According to a poll by the Inquirer, 10 out of 16 economists anticipate the benchmark rate will increase to 4.5%, marking the first tightening move since October 2023. The remaining analysts predict rates will hold steady at 4.25%.
Diwa Guinigundo, an analyst at GlobalSource Partners and former BSP deputy governor, emphasized the urgency of the situation in a recent commentary. He argued that a quarter-point hike is essential to anchor inflation expectations and prevent the spread of price pressures from energy to other consumer goods.
"A measured but firm response is warranted," Guinigundo stated. "The cost of acting late will far exceed the cost of acting now.

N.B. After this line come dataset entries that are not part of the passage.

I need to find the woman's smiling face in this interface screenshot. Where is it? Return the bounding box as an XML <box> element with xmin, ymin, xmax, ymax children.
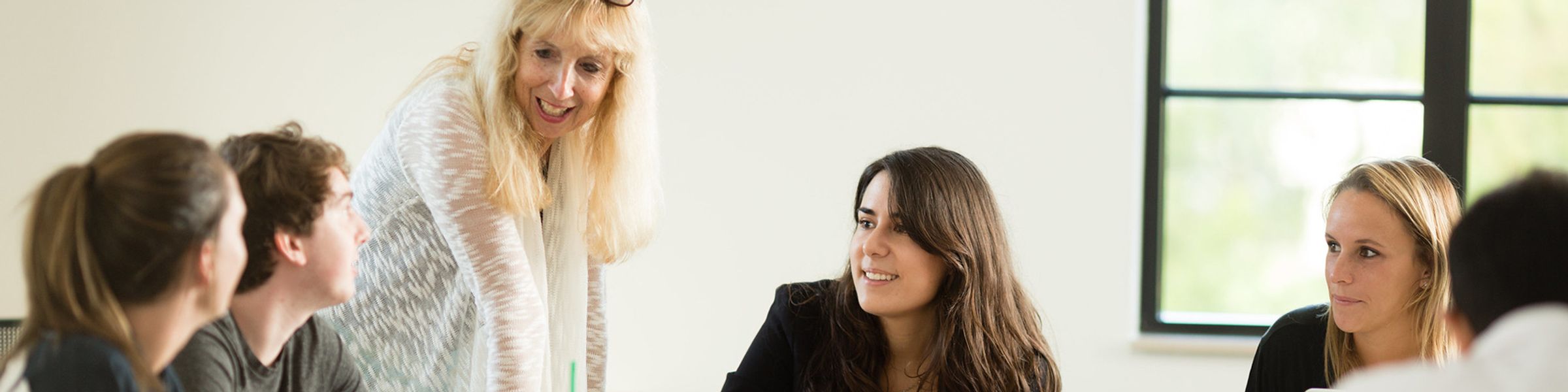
<box><xmin>513</xmin><ymin>35</ymin><xmax>615</xmax><ymax>140</ymax></box>
<box><xmin>850</xmin><ymin>171</ymin><xmax>947</xmax><ymax>317</ymax></box>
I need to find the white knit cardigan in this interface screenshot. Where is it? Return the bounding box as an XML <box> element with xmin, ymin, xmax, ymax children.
<box><xmin>323</xmin><ymin>75</ymin><xmax>605</xmax><ymax>392</ymax></box>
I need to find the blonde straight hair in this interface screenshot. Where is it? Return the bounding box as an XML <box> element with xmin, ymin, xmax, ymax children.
<box><xmin>404</xmin><ymin>0</ymin><xmax>660</xmax><ymax>263</ymax></box>
<box><xmin>1324</xmin><ymin>157</ymin><xmax>1460</xmax><ymax>385</ymax></box>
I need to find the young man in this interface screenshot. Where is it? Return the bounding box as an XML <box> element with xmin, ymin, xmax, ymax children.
<box><xmin>1336</xmin><ymin>171</ymin><xmax>1568</xmax><ymax>391</ymax></box>
<box><xmin>174</xmin><ymin>122</ymin><xmax>370</xmax><ymax>392</ymax></box>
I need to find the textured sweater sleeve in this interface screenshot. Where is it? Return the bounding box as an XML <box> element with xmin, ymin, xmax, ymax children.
<box><xmin>395</xmin><ymin>85</ymin><xmax>549</xmax><ymax>392</ymax></box>
<box><xmin>588</xmin><ymin>259</ymin><xmax>608</xmax><ymax>392</ymax></box>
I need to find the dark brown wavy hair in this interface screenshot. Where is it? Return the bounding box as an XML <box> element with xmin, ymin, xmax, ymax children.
<box><xmin>218</xmin><ymin>121</ymin><xmax>348</xmax><ymax>293</ymax></box>
<box><xmin>800</xmin><ymin>148</ymin><xmax>1062</xmax><ymax>392</ymax></box>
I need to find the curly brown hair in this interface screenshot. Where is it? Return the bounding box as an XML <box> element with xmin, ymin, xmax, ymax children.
<box><xmin>218</xmin><ymin>121</ymin><xmax>348</xmax><ymax>293</ymax></box>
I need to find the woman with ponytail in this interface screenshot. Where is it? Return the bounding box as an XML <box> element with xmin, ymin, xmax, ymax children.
<box><xmin>0</xmin><ymin>133</ymin><xmax>246</xmax><ymax>391</ymax></box>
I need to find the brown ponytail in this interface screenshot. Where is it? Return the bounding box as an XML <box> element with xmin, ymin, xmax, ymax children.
<box><xmin>5</xmin><ymin>133</ymin><xmax>227</xmax><ymax>391</ymax></box>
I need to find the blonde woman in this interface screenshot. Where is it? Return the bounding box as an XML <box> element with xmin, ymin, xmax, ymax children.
<box><xmin>1247</xmin><ymin>157</ymin><xmax>1460</xmax><ymax>392</ymax></box>
<box><xmin>328</xmin><ymin>0</ymin><xmax>659</xmax><ymax>391</ymax></box>
<box><xmin>0</xmin><ymin>133</ymin><xmax>246</xmax><ymax>391</ymax></box>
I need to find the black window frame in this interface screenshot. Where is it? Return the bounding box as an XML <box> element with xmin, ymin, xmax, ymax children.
<box><xmin>1138</xmin><ymin>0</ymin><xmax>1568</xmax><ymax>336</ymax></box>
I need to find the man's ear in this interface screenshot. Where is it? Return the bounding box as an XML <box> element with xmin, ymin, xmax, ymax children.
<box><xmin>273</xmin><ymin>229</ymin><xmax>306</xmax><ymax>267</ymax></box>
<box><xmin>1443</xmin><ymin>307</ymin><xmax>1475</xmax><ymax>354</ymax></box>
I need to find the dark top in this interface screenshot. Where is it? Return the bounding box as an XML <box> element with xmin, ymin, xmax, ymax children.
<box><xmin>21</xmin><ymin>333</ymin><xmax>182</xmax><ymax>392</ymax></box>
<box><xmin>172</xmin><ymin>315</ymin><xmax>362</xmax><ymax>392</ymax></box>
<box><xmin>721</xmin><ymin>281</ymin><xmax>838</xmax><ymax>392</ymax></box>
<box><xmin>1247</xmin><ymin>304</ymin><xmax>1328</xmax><ymax>392</ymax></box>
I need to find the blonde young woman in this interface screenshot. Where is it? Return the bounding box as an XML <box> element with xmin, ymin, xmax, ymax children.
<box><xmin>1247</xmin><ymin>157</ymin><xmax>1460</xmax><ymax>392</ymax></box>
<box><xmin>0</xmin><ymin>133</ymin><xmax>246</xmax><ymax>391</ymax></box>
<box><xmin>328</xmin><ymin>0</ymin><xmax>659</xmax><ymax>391</ymax></box>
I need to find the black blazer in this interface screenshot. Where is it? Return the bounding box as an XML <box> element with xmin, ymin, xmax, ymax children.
<box><xmin>1247</xmin><ymin>304</ymin><xmax>1330</xmax><ymax>392</ymax></box>
<box><xmin>723</xmin><ymin>279</ymin><xmax>838</xmax><ymax>392</ymax></box>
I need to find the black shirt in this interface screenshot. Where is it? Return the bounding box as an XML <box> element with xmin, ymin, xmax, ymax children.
<box><xmin>723</xmin><ymin>281</ymin><xmax>838</xmax><ymax>392</ymax></box>
<box><xmin>1247</xmin><ymin>304</ymin><xmax>1328</xmax><ymax>392</ymax></box>
<box><xmin>20</xmin><ymin>333</ymin><xmax>184</xmax><ymax>392</ymax></box>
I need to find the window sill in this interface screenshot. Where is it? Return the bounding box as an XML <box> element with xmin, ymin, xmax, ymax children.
<box><xmin>1132</xmin><ymin>334</ymin><xmax>1259</xmax><ymax>357</ymax></box>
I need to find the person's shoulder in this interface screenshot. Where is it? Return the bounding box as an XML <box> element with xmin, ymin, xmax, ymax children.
<box><xmin>180</xmin><ymin>315</ymin><xmax>240</xmax><ymax>353</ymax></box>
<box><xmin>24</xmin><ymin>334</ymin><xmax>137</xmax><ymax>391</ymax></box>
<box><xmin>773</xmin><ymin>279</ymin><xmax>839</xmax><ymax>315</ymax></box>
<box><xmin>1258</xmin><ymin>304</ymin><xmax>1328</xmax><ymax>354</ymax></box>
<box><xmin>290</xmin><ymin>315</ymin><xmax>344</xmax><ymax>351</ymax></box>
<box><xmin>1334</xmin><ymin>362</ymin><xmax>1461</xmax><ymax>391</ymax></box>
<box><xmin>1264</xmin><ymin>304</ymin><xmax>1328</xmax><ymax>337</ymax></box>
<box><xmin>401</xmin><ymin>71</ymin><xmax>474</xmax><ymax>113</ymax></box>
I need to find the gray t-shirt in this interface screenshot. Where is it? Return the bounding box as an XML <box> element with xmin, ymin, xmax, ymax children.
<box><xmin>174</xmin><ymin>315</ymin><xmax>364</xmax><ymax>392</ymax></box>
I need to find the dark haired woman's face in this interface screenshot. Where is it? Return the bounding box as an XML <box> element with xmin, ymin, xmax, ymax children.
<box><xmin>203</xmin><ymin>172</ymin><xmax>250</xmax><ymax>317</ymax></box>
<box><xmin>850</xmin><ymin>171</ymin><xmax>947</xmax><ymax>317</ymax></box>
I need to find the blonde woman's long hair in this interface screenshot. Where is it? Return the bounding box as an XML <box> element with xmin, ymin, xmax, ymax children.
<box><xmin>404</xmin><ymin>0</ymin><xmax>660</xmax><ymax>263</ymax></box>
<box><xmin>1324</xmin><ymin>157</ymin><xmax>1460</xmax><ymax>385</ymax></box>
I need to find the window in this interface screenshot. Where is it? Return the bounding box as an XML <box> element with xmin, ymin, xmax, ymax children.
<box><xmin>1140</xmin><ymin>0</ymin><xmax>1568</xmax><ymax>336</ymax></box>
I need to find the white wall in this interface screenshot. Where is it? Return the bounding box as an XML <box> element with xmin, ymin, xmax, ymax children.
<box><xmin>0</xmin><ymin>0</ymin><xmax>1248</xmax><ymax>391</ymax></box>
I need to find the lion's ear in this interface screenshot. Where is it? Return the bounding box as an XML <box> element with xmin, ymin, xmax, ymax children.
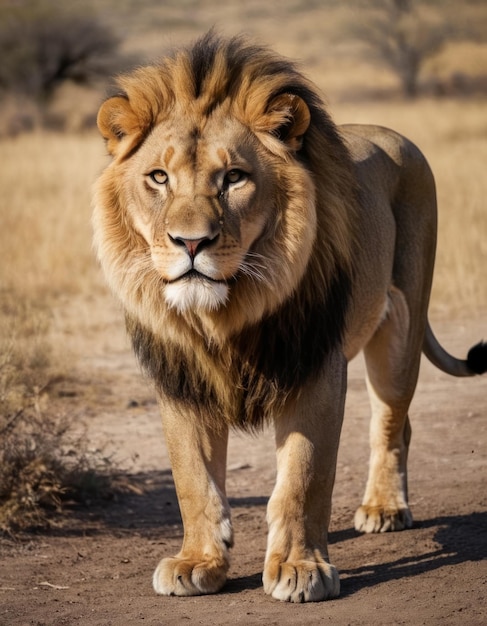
<box><xmin>267</xmin><ymin>93</ymin><xmax>311</xmax><ymax>151</ymax></box>
<box><xmin>96</xmin><ymin>96</ymin><xmax>144</xmax><ymax>157</ymax></box>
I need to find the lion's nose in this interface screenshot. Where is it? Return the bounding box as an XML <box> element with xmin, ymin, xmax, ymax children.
<box><xmin>168</xmin><ymin>233</ymin><xmax>218</xmax><ymax>260</ymax></box>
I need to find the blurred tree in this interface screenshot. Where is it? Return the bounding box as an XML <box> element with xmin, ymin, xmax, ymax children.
<box><xmin>0</xmin><ymin>1</ymin><xmax>126</xmax><ymax>104</ymax></box>
<box><xmin>350</xmin><ymin>0</ymin><xmax>465</xmax><ymax>98</ymax></box>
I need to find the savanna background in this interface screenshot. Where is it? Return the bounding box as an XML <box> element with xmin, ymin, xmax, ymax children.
<box><xmin>0</xmin><ymin>0</ymin><xmax>487</xmax><ymax>624</ymax></box>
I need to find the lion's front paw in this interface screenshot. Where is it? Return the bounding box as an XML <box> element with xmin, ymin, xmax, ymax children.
<box><xmin>354</xmin><ymin>505</ymin><xmax>413</xmax><ymax>533</ymax></box>
<box><xmin>152</xmin><ymin>557</ymin><xmax>228</xmax><ymax>596</ymax></box>
<box><xmin>264</xmin><ymin>559</ymin><xmax>340</xmax><ymax>602</ymax></box>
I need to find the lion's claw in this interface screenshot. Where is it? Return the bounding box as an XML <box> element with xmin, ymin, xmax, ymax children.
<box><xmin>264</xmin><ymin>560</ymin><xmax>340</xmax><ymax>603</ymax></box>
<box><xmin>354</xmin><ymin>505</ymin><xmax>413</xmax><ymax>533</ymax></box>
<box><xmin>152</xmin><ymin>557</ymin><xmax>228</xmax><ymax>596</ymax></box>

Monetary policy must move ahead of the curve, not behind it."
Inflation in the Philippines climbed to 4.1% in March, surpassing the central bank's 2-4% target range and reaching a near two-year high. This surge is largely driven by supply-side factors, particularly elevated oil prices linked to ongoing Middle East tensions. The Philippines recently declared a national energy emergency in response to these challenges.
While the BSP has acknowledged that interest rate hikes are not the ideal tool to address supply-driven inflation, analysts contend that tightening monetary policy could help prevent a "second-round" effect. This occurs when consumers and businesses begin to expect persistent price increases, leading to demands for higher wages and further price hikes, creating a self-reinforcing inflationary spiral.
The potential rate increase aims to cool demand by making borrowing more expensive, encouraging households to reduce spending. However, this move also risks slowing economic recovery, highlighting the delicate balance policymakers must strike in navigating current inflationary pressures.